Clements & Musker Bring 2D Back to Disney -- Again
Ron Clements and John Musker were thrilled on a recent Friday afternoon. The directors had just finalized color for their long-awaited return to 2D animation at Walt Disney Animation Studios: The Princess and the Frog. Not surprisingly, their giddiness spilled over into a roundtable discussion with a half-dozen online journalists, who were first treated to a special VIP press tour of Disneyland and the studio's animation archive to get us in the proper mood. We then viewed additional footage from what was already shown at Comic-Con and D23. As they head into the home stretch, the directors discussed the genesis of the movie (an amalgam of projects inspired by the Grimm fairy tale developed at both Disney and Pixar); what it's been like rejuvenating the studio's vaunted hand-drawn, musical fairy tale tradition the second time around; and how this classical New Orleans feast differs from The Little Mermaid. Meanwhile, they divulged that another traditional feature is already in the works, and that they are pursuing other 2D projects as well. AWN subsequently learned that there will be no animated short accompanying The Princess and the Frog (opening in limited release Nov. 25 in L.A. and New York and going wide Dec. 11).

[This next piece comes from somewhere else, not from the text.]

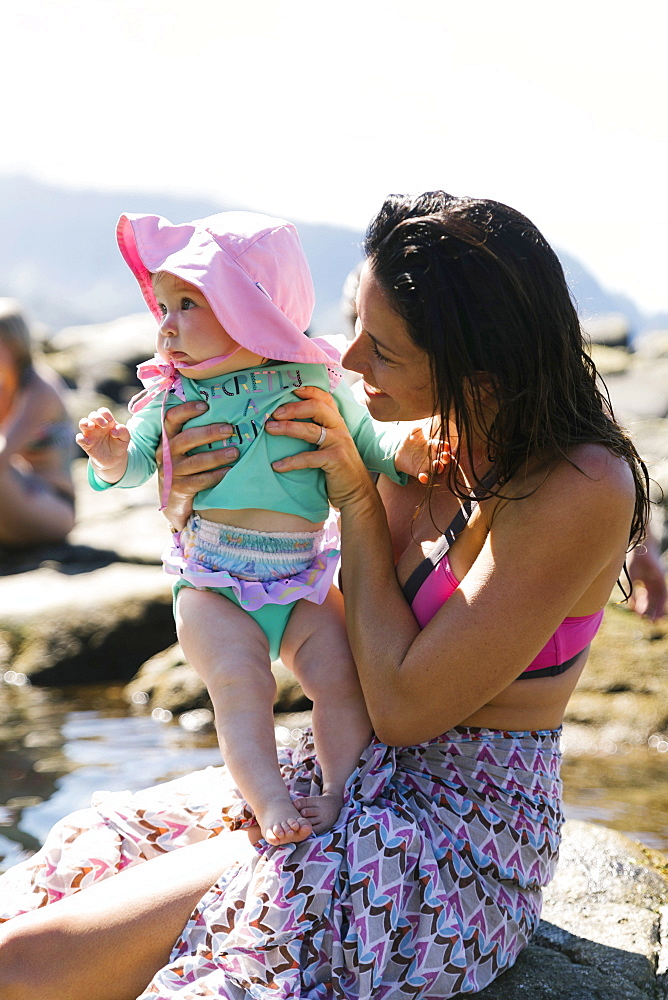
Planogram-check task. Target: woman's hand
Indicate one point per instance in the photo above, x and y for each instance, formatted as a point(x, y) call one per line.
point(192, 473)
point(317, 421)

Bill Desowitz: This is the second opportunity for the two of you to usher in traditional animation at Disney, but technology has allowed you to raise the bar aesthetically. What's it been like this time around?
John Musker: Certainly it was odd to start it up again because they kind of mothballed the CAPS system, which is what we used…
Ron Clements: Mermaid was the last film done with cels -- the sort of traditional way. Every movie up to that point, the drawings were Xeroxed onto celluloid, painted on the back and then filmed over painted backgrounds. And then Rescuers Down Under, which was the next film, was the first film to use the CAPS system, which was digital ink-and-paint and composited. And that continued until things kind of went away.